Читаем без скачивания Европейцы - Генри Джеймс
Шрифт:
Интервал:
Закладка:
Не переставая размышлять, мистер Уэнтуорт спросил:
- Вы думаете, Евгения - кокетка?
- Какая же хорошенькая женщина не кокетка? - спросил в свою очередь Феликс. Но мистеру Уэнтуорту это ничего не объяснило, он не считал свою племянницу хорошенькой. - С Клиффордом кокетство Евгении сведется к тому, что она будет с ним немного насмешлива, а это все, что требуется. Словом, посоветуйте ему быть с ней полюбезнее. Понимаете, лучше, чтобы это предложение исходило от вас.
- Правильно ли я вас понял, - спросил старый джентльмен, - я должен порекомендовать своему сыну в качестве... в качестве рода занятий... проникнуться нежными чувствами к мадам Мюнстер?
- Да, да, в качестве рода занятий, - подтвердил с полным одобрением Феликс.
- Но, насколько я понимаю, мадам Мюнстер - замужняя женщина?
- Ну, - сказал, улыбаясь, Феликс, - выйти замуж за Клиффорда она, конечно, не может. Но она сделает все, что в ее силах.
Мистер Уэнтуорт сидел некоторое время, опустив глаза, потом он встал.
- Не думаю, - сказал он, - что я могу рекомендовать своему сыну подобный образ действий. - И, стараясь не встретиться глазами с изумленным взглядом Феликса, он прервал сеанс и в течение двух недель не являлся позировать.
Феликс очень полюбил маленькое озеро, занимавшее в обширных владениях мистера Уэнтуорта немало акров, и сосновый лесок на дальнем его крутом берегу, куда постоянно наведывался летний бриз. Нашептывание ветерка в высоких вершинах сосен было удивительно внятным, почти членораздельным. Как-то раз Феликс шел из мастерской мимо гостиной своей сестры: дверь в комнату была открыта, и он увидел там в прохладном полумраке Евгению, всю в белом, утонувшую в кресле и прижимающую к лицу огромный букет цветов. Напротив нее, вертя в руках шляпу, сидел Клиффорд Уэнтуорт; судя по всему, он только что преподнес этот букет баронессе, прекрасные глаза которой приветливо улыбались молодому человеку поверх герани и крупных роз.
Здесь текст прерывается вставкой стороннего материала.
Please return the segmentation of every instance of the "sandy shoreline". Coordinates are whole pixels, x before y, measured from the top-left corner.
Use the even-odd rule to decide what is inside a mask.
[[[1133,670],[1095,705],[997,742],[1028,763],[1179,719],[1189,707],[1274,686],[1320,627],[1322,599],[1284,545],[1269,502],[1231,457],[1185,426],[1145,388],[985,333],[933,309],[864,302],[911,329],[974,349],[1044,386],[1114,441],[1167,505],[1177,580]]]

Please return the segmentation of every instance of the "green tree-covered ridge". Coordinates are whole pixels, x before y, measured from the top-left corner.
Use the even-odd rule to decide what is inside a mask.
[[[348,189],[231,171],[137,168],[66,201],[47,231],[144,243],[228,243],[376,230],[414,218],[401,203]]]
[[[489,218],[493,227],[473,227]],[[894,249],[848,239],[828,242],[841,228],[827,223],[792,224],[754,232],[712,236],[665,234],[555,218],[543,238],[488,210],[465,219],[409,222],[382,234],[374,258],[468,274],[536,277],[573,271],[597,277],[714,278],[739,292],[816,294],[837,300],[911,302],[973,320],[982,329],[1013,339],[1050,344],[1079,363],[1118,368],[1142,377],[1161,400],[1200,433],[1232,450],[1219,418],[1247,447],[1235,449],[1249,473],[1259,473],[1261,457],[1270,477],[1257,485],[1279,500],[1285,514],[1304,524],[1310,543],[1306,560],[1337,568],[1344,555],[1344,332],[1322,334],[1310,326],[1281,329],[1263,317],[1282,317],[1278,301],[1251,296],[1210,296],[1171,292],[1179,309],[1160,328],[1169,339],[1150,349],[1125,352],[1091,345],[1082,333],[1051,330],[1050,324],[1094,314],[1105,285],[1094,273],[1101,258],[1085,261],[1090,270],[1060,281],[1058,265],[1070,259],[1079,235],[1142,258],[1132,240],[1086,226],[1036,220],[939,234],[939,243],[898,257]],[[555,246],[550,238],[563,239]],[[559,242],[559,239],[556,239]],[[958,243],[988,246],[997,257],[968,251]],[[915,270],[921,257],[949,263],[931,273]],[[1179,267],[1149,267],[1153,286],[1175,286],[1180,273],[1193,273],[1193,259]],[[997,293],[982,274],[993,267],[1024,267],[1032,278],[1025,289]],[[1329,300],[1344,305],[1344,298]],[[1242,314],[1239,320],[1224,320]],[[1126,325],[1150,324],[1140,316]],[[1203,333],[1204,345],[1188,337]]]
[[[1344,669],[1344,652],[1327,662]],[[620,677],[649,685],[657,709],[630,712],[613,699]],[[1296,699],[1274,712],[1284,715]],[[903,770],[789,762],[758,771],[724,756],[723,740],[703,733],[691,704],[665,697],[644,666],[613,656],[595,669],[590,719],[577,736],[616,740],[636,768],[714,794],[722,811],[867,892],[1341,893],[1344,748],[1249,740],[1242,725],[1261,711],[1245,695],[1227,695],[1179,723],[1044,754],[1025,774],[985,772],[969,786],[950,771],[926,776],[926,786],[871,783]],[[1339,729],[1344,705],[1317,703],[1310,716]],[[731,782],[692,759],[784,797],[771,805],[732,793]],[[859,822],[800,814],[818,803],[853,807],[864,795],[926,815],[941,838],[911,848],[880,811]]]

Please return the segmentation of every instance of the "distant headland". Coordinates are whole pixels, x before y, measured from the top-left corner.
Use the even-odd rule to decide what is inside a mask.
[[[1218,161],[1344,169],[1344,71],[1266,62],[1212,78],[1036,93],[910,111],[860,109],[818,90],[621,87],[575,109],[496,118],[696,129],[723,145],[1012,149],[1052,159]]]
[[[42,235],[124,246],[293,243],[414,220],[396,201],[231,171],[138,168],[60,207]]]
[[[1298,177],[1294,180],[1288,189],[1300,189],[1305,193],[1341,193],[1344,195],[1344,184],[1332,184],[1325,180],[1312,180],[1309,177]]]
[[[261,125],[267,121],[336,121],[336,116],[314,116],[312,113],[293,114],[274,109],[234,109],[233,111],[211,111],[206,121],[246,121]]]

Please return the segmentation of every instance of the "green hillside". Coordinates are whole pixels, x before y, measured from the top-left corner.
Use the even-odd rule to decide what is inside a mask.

Феликс помедлил на пороге дома, раздумывая, не следует ли ему повернуть назад и войти в гостиную. Но он продолжал свой путь и вскоре оказался в саду у мистера Уэнтуорта. Облагораживающее воздействие, которому он предлагал подвергнуть Клиффорда, началось, по-видимому, само собой; Феликс, во всяком случае, был уверен, что мистер Уэнтуорт не воспользовался его хитроумным планом, предложенным с целью пробудить в молодом человеке эстетическое сознание. "Он определенно решил, - сказал себе после приведенного на этих страницах разговора Феликс, - что я, как заботливый брат, хлопочу о том, чтобы развлечь сестру флиртом - или, как он это, вероятно, называет, любовной интригой - с увлекающимся Клиффордом. Да уж, когда люди строгой нравственности дают разгуляться своему воображению признаться, я не раз это замечал, - за ними никому не угнаться!" Сам Феликс, естественно, тоже не обмолвился об этом Клиффорду ни словом. Но Евгении он сказал, что мистер Уэнтуорт удручен грубыми вкусами сына. "Надо им чем-то помочь; они проявили в отношении нас столько сердечности, добавил он. - Обласкай Клиффорда, пусть он к тебе почаще заглядывает, приохоть его к беседам с тобой, это отобьет у него охоту к другому, которая объясняется лишь его ребячеством, нежеланием отнестись к своему положению в обществе достаточно серьезно, как это подобает состоятельному молодому человеку из почтенной семьи. Постарайся привить ему серьезность. Ну, а если он сделает попытку за тобой ухаживать, тоже ничего страшного".
- Я должна предложить себя в качестве высшей формы опьянения - взамен бутылки бренди? - спросила баронесса. - Поистине странные обязанности возлагают на нас в этой стране!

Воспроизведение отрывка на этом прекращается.